St George's Church is in Lord Street, Southport, Sefton, Merseyside, England, and is an active United Reformed Church. It is recorded in the National Heritage List for England as a designated Grade II listed building.

==History==

The church was built in 1873–74 as a Presbyterian Church and was designed by Thomas Wylie. It was altered in 1931 by Irvine and Mosscrip, and later became a United Reformed Church.

==Architecture==

===Exterior===
St George's is constructed in coursed rock-faced sandstone rubble and has a slate roof. Its architectural style is that of about 1300. The church consists of a five bay nave, and a west steeple consisting of a three-stage tower with a tall broach spire. The tower has angle buttresses, and in its lowest stage is a west doorway with a porch. The porch has a steep gable and is elaborately decorated with colonnettes, crocketed coping, and a finial. In the middle stage is a triple niche with crocketed trefoils, and in the top stage are pairs of two-light louvred bell openings with hood moulds. Above these are an arcaded frieze, a pierced parapet, and corner pinnacles. On the spire are two tiers of lucarnes. At the west end of the nave, flanking the tower, are arched doorways with two-light arched windows above. The bays of the nave are separated by buttresses, and each bay contains a three-light window with plate tracery.

===Interior===
The interior of the church consists of a single nave.
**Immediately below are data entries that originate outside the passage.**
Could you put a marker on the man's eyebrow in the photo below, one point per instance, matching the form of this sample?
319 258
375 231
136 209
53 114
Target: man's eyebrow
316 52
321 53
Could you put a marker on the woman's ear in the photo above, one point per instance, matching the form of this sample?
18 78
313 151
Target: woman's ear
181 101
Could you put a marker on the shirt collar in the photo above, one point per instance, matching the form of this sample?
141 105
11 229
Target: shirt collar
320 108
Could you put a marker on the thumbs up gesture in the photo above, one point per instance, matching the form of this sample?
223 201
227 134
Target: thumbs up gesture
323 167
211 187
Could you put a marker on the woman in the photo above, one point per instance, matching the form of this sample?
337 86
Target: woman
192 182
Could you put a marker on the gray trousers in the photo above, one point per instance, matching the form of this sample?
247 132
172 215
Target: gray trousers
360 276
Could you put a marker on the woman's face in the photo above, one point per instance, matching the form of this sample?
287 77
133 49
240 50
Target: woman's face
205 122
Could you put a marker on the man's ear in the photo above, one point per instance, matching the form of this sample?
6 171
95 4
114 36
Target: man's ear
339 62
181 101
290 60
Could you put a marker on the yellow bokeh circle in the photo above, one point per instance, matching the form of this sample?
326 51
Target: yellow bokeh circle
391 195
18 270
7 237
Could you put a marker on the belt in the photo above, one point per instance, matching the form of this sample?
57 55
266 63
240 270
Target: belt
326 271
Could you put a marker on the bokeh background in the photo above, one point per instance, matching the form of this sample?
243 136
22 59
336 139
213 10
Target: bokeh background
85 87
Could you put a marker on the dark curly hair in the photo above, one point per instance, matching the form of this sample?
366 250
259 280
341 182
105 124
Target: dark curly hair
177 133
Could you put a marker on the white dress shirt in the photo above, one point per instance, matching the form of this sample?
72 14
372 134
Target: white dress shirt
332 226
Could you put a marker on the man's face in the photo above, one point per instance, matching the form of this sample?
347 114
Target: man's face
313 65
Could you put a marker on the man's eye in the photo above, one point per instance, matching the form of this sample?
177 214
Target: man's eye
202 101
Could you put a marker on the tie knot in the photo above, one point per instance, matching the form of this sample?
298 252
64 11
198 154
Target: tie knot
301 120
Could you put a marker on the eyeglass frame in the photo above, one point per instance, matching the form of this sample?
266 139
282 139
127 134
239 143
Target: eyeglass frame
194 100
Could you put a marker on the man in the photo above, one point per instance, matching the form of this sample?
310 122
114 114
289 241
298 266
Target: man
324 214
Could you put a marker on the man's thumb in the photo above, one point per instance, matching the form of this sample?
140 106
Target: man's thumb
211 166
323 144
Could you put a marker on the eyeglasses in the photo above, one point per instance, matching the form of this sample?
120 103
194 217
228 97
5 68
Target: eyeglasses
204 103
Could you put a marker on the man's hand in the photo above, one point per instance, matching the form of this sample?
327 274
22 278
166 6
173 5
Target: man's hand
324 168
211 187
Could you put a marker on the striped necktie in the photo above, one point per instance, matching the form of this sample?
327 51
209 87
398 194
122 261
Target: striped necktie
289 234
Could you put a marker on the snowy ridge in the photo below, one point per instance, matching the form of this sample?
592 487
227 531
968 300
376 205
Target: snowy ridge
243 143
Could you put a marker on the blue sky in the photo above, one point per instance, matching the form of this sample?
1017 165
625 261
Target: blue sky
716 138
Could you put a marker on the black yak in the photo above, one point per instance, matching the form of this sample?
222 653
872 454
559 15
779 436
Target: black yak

At the west end is a wooden and glazed arcaded screen. There is another screen at the east end; this is wooden, arcaded, in Gothic style, and is integrated with a dais and reading desk. There are two schemes of stained glass in the windows, one by Heaton, Butler and Bayne, and the other by Shrigley and Hunt.

==Appraisal==

On 15 November 1972 the church was designated as a Grade II listed building. Grade II is the lowest of the three grades of listing and is applied to buildings that are "nationally important and of special interest".

==Present day==
As an active United Reformed Church it organises service and various group activities, and also provides morning coffee for the general public.